Sunday, August 31, 2008

Zunda Mochi



















Day forty-one: Zunda Mochi

I learned a new Japanese saying recently: Miyagemono ni umai mono nashi, or "Among souvenirs, there are no delicious things". I found this a little hard to get my head around; given the Japanese emphasis on giving souvenirs, packaged delicacies wallpaper every train station and airport; historically, local food souvenirs have been seen as giving the folks at home a way of participating in the journey; and surely, food gifts, no matter how undelicious, gather less dust than a snow globe?

But today gave me a little more insight. I spent most of it backtracking to Tokyo in order to take my ailing computer to the Mac store.
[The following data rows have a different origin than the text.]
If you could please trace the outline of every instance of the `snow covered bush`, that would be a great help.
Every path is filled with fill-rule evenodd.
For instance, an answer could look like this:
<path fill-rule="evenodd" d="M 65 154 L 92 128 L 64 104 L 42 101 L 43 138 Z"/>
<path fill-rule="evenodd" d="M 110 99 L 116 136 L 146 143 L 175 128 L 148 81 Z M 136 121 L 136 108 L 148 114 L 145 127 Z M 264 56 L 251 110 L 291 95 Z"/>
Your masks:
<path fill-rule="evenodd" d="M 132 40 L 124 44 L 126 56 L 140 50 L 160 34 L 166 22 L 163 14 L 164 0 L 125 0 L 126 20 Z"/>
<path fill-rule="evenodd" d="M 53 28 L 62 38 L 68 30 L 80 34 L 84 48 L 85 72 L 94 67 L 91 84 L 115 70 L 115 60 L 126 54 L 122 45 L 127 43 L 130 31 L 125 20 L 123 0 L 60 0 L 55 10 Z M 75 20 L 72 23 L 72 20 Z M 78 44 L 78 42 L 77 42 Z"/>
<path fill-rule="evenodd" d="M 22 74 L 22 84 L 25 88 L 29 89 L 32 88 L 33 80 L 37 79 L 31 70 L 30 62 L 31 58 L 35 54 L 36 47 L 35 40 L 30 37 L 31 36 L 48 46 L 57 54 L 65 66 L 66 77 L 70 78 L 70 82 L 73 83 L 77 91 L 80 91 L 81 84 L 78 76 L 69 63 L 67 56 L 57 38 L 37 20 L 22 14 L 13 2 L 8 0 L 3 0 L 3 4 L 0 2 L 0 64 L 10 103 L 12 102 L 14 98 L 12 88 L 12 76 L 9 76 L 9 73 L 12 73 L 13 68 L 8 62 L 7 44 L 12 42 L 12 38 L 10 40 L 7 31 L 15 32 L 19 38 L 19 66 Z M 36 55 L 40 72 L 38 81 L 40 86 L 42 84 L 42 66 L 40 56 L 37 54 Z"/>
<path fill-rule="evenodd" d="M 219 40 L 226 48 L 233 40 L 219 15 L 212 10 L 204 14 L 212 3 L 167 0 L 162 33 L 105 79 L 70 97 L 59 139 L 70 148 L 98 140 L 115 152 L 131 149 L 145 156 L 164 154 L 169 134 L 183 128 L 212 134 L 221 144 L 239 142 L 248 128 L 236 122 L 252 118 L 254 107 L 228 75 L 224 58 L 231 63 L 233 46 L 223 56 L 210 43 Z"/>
Several hours into my train journey (I'm still stuck on local trains) I realized that I had somehow managed not to pack the fresh, delicious and expertly-made sweets that my friends at the Tokinoka Yawargi shop had set aside for me; it was like waking from a dream where you're lolling on a pile of treasure to find yourself in a single bed on IKEA sheets.

Rooting around in my bag, I managed to find a box of souvenir sweets that had been with me since Sendai. On the north end of Japan's main island, Honshu, they make something of a speciality of zunda, young, fresh soybeans that are boiled, sweetened, and ground into mealy paste. Zunda shows up in a number of incarnations, but here it is slathered over tiny balls of mochi.

There's no denying that the package was attractive, sturdy, and a welcome respite from a sweets-free day on the trains. The zunda was bright green on a scale somewhere between hi-lighter and fava, smelled of fresh chlorophyll, and tasted inoffensively sweet. But while the color shouted "freshness", the stiff, gluey texture of both the paste and the mochi whispered "extended shelf-life".

Perhaps the trick to getting delicious souvenirs is not buying foods that are packaged specifically as souvenirs?